Routing – Use BGP as an IGP – Multisite w Redundant Layer 3 MPLS WANs

bgplayer3mplsmpls-vpnrouting

The requirements are

  • Hundreds of sites.
  • Each has a router and firewall and a switch stack.
  • Layer 3 MPLS WAN with BGP to provider VRF.

BGP as an IGP?

iBGP

Would you distribute a public ASN across all branch sites and use iBGP to route inter-branch packets? Route reflector(s); MED based routing?

eBGP

Would you assign a private ASN per branch?

… or Don't Use BGP?

DMVPN

DMVPN (minus encryption?) to hide/abstract away the BGP, allowing use of IGP for all inter-site routing?

Best Design?

Anyone think eBGP or iBGP is preferable? I find DMVPN attractive because

  1. My routing is separated from their routing.
  2. We're able to use a faster converging Interior Gateway Protocol.
  3. We're not using Border Gateway Protocol as an IGP.

however lean towards iBGP because it fits the use case and adds no GRE overhead. What is the best way to route traffic given this topology?

Best Answer

All I can do is explain how a pretty successful large network does it.

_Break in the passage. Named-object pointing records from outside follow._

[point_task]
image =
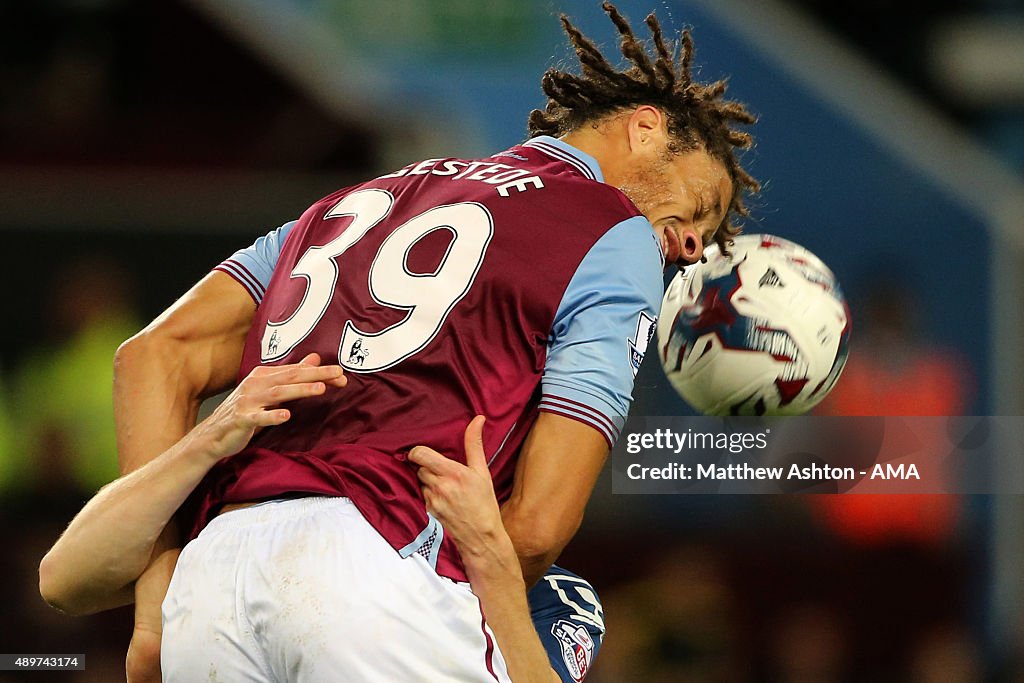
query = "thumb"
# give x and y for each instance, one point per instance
(475, 458)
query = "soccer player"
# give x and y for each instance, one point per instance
(522, 287)
(109, 544)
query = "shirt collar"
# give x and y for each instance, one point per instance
(564, 152)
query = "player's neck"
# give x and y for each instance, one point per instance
(606, 144)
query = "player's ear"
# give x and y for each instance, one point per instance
(645, 128)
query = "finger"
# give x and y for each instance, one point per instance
(286, 392)
(427, 478)
(310, 359)
(271, 418)
(475, 458)
(428, 459)
(299, 373)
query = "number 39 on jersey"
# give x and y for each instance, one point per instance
(426, 298)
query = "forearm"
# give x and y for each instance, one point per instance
(112, 540)
(535, 550)
(495, 575)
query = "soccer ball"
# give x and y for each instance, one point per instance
(764, 331)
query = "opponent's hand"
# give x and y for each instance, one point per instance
(255, 403)
(462, 497)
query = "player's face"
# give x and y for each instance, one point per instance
(685, 197)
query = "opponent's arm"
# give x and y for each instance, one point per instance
(161, 377)
(111, 541)
(557, 469)
(462, 498)
(598, 338)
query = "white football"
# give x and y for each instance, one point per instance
(764, 331)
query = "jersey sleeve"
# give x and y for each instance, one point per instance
(253, 265)
(569, 620)
(601, 329)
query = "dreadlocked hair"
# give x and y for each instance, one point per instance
(697, 116)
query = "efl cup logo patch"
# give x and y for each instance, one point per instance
(638, 345)
(578, 647)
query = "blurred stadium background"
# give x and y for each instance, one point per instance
(142, 142)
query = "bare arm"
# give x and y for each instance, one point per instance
(110, 542)
(547, 504)
(463, 500)
(161, 376)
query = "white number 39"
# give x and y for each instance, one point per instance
(427, 298)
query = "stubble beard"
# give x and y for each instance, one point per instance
(648, 186)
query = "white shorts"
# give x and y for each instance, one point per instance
(306, 590)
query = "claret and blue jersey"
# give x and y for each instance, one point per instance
(451, 288)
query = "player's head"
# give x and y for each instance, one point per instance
(666, 140)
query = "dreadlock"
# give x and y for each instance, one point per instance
(697, 116)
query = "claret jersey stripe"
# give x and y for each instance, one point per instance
(548, 146)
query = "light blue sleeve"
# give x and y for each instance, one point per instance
(253, 265)
(602, 327)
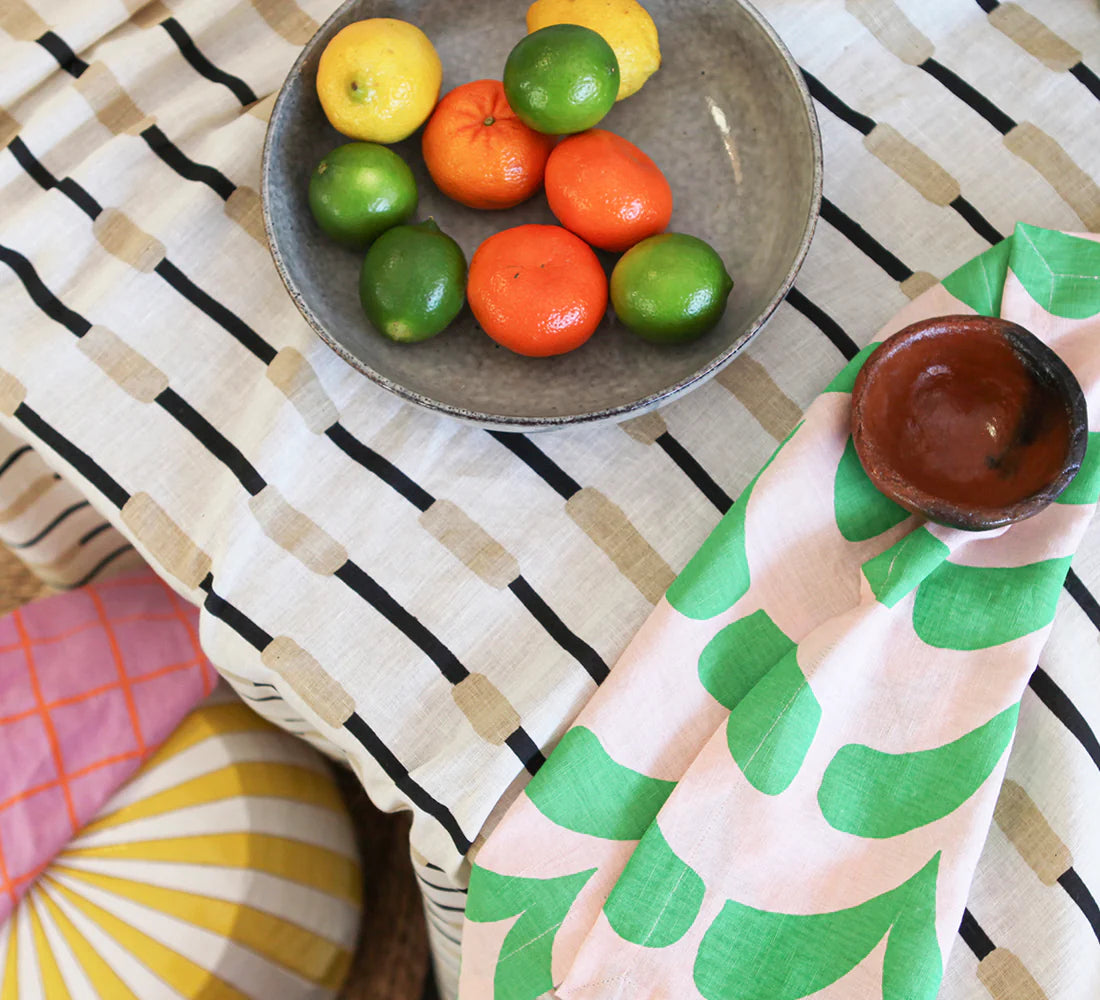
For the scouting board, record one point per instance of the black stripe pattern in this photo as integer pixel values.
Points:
(59, 50)
(864, 124)
(201, 65)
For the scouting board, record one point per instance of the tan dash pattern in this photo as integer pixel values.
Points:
(295, 377)
(919, 283)
(165, 540)
(1034, 36)
(470, 542)
(12, 392)
(1005, 978)
(1026, 827)
(647, 428)
(311, 546)
(20, 21)
(749, 382)
(262, 108)
(37, 488)
(893, 30)
(113, 107)
(912, 164)
(9, 129)
(244, 208)
(609, 528)
(147, 14)
(1077, 188)
(322, 694)
(135, 375)
(128, 242)
(286, 18)
(490, 712)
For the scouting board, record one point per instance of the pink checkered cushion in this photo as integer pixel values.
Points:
(90, 683)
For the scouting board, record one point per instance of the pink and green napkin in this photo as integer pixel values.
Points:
(783, 787)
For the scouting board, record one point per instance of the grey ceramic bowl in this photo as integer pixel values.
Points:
(728, 120)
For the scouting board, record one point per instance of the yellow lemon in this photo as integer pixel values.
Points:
(378, 79)
(625, 25)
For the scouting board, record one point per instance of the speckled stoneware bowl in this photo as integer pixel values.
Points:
(728, 120)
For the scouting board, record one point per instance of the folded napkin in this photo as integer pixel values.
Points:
(91, 682)
(784, 784)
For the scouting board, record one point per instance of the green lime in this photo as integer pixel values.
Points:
(670, 288)
(360, 190)
(413, 283)
(562, 78)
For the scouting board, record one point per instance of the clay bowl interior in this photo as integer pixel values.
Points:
(726, 118)
(969, 420)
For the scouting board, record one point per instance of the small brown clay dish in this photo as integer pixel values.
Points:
(970, 420)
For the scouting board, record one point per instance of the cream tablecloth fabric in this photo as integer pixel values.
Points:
(432, 602)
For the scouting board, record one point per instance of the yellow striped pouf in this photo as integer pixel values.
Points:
(224, 869)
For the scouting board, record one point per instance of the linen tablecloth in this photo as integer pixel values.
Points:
(432, 602)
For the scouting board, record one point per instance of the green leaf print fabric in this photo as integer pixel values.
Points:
(783, 787)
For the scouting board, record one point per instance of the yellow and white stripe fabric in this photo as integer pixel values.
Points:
(226, 869)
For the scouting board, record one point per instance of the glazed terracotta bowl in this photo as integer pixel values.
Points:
(970, 420)
(728, 120)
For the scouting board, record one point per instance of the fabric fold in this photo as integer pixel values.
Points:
(784, 786)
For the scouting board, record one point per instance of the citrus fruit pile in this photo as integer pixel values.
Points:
(493, 144)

Each of the hundreds to thousands of end-sites on an MPLS VPN is in the same private BGP AS, so site-to-site traffic is switched directly by the carrier MPLS cloud. The data centers each have their own private BGP ASes. So, the WAN is a mixture of iBGP and eBGP. Each end-site and data center runs its own separate IGP, injecting the default and specific routes from the MPLS cloud(s), although the standard defines only one, each site's IGP is independent from all the other sites'.

Some end-sites have one WAN circuit, and some sites have two WAN circuits. Of the sites with two WAN circuits, some have both circuits on one carrier (required to terminate at separate carrier POPs), and some have one circuit on each of two different carriers. Obviously, the data centers have large-pipe connections to all the carriers, but the end-site circuits are right-sized for the traffic to/from the particular site.

Each end-site gets a default route to the MPLS cloud, and a few specific prefixes from the data centers.

This was arrived at after many years of various arrangements. Using an IGP across the WAN for hundreds to thousands of sites just proved too problematic (actually slowing IGP convergence to a crawl), and forcing traffic to a central site, even if the traffic was site-to-site added too much latency.